Describing itself as a big-data graph-analytics start-up, gluoNNet seeks to bring data analysis from CERN into “real-life” applications. Just two years old, the 12-strong firm based in Geneva and London has already aided clients with decision making by simplifying open-to-public datasets. With studies predicting that in three to four years almost 80% of data and analytics innovations may come from graph technologies, the physicist-based team aims to be the “R&D department” for medium-sized companies and help them evaluate massive volumes of data in a matter of minutes.
gluoNNet co-founder and president Daniel Dobos, an honorary researcher at the Lancaster University, first joined CERN in 2002, focusing on diamond and silicon detectors for the ATLAS experiment. A passion to share technology with a wider audience soon led him to collaborate with organisations and institutes outside the field. In 2016 he became head of foresight and futures for the United Nations-hosted Global Humanitarian Lab, which strives to bring up-to-date technology to countries across the world. Together with co-founder and fellow ATLAS collaborator Karolos Potamianos, an Ernest Rutherford Fellow at the University of Oxford, the pair have been collaborating on non-physics projects since 2014. An example is the THE Port Association, which organises in-person and online events together with CERN IdeaSquare and other partners, including “humanitarian hackathons”.

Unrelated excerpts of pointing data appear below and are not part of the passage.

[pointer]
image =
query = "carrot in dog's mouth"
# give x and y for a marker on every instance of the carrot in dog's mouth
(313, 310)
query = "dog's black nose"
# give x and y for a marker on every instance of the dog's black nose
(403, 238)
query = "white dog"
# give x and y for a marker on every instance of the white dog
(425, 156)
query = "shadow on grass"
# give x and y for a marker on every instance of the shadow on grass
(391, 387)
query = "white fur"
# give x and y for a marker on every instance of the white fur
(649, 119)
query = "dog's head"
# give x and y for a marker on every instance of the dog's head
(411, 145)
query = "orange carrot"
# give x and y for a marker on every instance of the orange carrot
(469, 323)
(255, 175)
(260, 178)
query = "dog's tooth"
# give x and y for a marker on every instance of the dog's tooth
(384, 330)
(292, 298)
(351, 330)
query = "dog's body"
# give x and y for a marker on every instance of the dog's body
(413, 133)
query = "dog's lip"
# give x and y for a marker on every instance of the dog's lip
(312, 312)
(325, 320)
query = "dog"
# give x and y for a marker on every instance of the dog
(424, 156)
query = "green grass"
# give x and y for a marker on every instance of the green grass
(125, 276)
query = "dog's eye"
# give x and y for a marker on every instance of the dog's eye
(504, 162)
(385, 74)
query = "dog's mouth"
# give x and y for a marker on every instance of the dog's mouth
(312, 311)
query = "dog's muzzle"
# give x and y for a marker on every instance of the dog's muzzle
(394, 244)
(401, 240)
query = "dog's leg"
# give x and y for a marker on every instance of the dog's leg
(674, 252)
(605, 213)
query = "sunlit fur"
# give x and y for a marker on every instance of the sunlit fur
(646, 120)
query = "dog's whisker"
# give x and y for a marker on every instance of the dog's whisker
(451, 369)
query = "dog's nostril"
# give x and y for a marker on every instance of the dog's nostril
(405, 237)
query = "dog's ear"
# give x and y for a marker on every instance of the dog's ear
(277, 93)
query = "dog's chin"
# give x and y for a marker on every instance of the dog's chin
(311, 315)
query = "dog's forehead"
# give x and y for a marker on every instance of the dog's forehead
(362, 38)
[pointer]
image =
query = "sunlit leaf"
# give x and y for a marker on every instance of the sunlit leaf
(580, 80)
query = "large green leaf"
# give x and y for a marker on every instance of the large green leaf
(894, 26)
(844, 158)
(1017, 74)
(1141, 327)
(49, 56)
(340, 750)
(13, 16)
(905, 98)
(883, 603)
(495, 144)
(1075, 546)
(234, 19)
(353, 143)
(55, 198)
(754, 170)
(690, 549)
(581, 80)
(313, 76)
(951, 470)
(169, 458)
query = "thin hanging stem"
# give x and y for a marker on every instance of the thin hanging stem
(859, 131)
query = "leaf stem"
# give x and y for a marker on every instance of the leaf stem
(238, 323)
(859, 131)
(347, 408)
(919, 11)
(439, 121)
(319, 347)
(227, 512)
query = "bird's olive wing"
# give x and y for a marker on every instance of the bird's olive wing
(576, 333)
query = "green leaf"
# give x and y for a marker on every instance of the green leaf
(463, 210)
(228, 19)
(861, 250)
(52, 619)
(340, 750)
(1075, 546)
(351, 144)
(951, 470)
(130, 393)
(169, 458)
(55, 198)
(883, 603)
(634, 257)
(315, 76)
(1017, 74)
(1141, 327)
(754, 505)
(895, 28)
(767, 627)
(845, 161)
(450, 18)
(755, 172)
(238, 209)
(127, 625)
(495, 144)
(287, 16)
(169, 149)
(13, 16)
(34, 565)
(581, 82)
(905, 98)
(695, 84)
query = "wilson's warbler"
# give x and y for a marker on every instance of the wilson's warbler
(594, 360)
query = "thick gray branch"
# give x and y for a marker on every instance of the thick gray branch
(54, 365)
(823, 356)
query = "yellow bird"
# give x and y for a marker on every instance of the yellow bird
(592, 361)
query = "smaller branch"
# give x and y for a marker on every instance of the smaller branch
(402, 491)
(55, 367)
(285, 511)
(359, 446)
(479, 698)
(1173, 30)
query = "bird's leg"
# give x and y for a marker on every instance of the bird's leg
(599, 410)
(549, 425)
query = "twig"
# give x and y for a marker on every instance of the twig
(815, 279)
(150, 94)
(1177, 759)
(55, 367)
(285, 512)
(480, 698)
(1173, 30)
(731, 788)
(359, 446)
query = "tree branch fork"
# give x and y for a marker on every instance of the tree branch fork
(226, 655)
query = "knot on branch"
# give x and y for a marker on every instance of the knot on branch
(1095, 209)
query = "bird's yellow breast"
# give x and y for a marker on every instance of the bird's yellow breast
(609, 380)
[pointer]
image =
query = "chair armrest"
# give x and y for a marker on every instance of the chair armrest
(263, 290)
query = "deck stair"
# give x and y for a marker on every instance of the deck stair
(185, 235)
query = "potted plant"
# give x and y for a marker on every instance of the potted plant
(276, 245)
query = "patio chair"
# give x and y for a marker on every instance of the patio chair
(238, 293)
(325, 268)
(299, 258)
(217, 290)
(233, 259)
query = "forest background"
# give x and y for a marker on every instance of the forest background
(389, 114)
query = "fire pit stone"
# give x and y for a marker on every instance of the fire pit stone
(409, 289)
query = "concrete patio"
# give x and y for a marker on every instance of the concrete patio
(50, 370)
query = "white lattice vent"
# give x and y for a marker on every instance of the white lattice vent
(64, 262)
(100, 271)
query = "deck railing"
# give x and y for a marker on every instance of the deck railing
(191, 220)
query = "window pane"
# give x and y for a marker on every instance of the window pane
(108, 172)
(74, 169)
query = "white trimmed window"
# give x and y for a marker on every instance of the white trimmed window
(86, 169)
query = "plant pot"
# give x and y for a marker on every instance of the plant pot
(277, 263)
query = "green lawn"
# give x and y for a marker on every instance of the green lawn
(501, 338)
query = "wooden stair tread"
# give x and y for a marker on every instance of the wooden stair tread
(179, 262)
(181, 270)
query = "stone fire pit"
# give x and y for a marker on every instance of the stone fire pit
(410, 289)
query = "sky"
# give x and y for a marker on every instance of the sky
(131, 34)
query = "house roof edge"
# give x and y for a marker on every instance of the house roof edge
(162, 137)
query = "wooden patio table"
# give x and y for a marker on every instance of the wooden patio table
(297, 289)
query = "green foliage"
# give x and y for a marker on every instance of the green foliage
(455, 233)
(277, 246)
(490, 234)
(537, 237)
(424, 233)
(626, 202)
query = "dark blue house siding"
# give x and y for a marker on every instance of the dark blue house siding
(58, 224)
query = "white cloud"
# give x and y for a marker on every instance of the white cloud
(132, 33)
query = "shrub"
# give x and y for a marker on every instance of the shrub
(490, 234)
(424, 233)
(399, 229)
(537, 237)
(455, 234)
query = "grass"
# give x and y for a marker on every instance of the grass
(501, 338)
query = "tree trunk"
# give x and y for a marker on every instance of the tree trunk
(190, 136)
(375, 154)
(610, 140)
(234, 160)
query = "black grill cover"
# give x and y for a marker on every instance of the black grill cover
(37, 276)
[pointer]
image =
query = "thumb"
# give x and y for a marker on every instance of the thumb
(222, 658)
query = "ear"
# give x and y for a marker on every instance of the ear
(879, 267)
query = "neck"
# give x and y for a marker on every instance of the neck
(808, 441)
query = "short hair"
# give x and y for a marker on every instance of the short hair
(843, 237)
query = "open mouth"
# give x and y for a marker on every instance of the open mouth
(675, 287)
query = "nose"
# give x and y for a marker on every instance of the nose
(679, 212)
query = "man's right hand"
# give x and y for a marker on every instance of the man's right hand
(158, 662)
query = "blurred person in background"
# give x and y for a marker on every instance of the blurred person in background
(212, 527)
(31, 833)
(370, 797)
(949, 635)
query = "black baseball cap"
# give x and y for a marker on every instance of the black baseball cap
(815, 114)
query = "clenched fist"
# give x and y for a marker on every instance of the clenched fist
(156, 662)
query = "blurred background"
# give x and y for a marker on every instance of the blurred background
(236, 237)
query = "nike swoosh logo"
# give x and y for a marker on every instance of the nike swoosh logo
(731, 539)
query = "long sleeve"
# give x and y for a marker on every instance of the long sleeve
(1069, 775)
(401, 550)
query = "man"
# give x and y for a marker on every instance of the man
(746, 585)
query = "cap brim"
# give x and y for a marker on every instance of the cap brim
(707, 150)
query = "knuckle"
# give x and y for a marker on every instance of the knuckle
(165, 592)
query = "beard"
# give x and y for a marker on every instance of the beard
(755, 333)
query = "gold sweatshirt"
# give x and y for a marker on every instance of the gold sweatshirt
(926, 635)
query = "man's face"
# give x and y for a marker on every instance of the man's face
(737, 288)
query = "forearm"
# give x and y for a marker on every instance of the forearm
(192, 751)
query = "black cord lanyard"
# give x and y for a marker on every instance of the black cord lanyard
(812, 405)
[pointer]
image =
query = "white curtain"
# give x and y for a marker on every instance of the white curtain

CERN’s understanding of big data is different to other’sDaniel Dobos
gluoNNet was a natural next step to bring data analysis from high-energy physics into broader applications. It began as a non-profit, with most work being non-commercial and helping non-governmental organisations (NGOs). Working with UNICEF, for example, gluoNNet tracked countries’ financial transactions on fighting child violence to see if governments were standing by their commitments. “Our analysis even made one country – which was already one of the top donors – double their contribution, after being embarrassed by how little was actually being spent,” says Dobos.
But Dobos was quick to realise that for gluoNNet to become sustainable it had to incorporate, which it did in 2020. “We wanted to take on jobs that were more impactful, however they were also more expensive.” A second base was then added in the UK, which enabled more ambitious projects to be taken on.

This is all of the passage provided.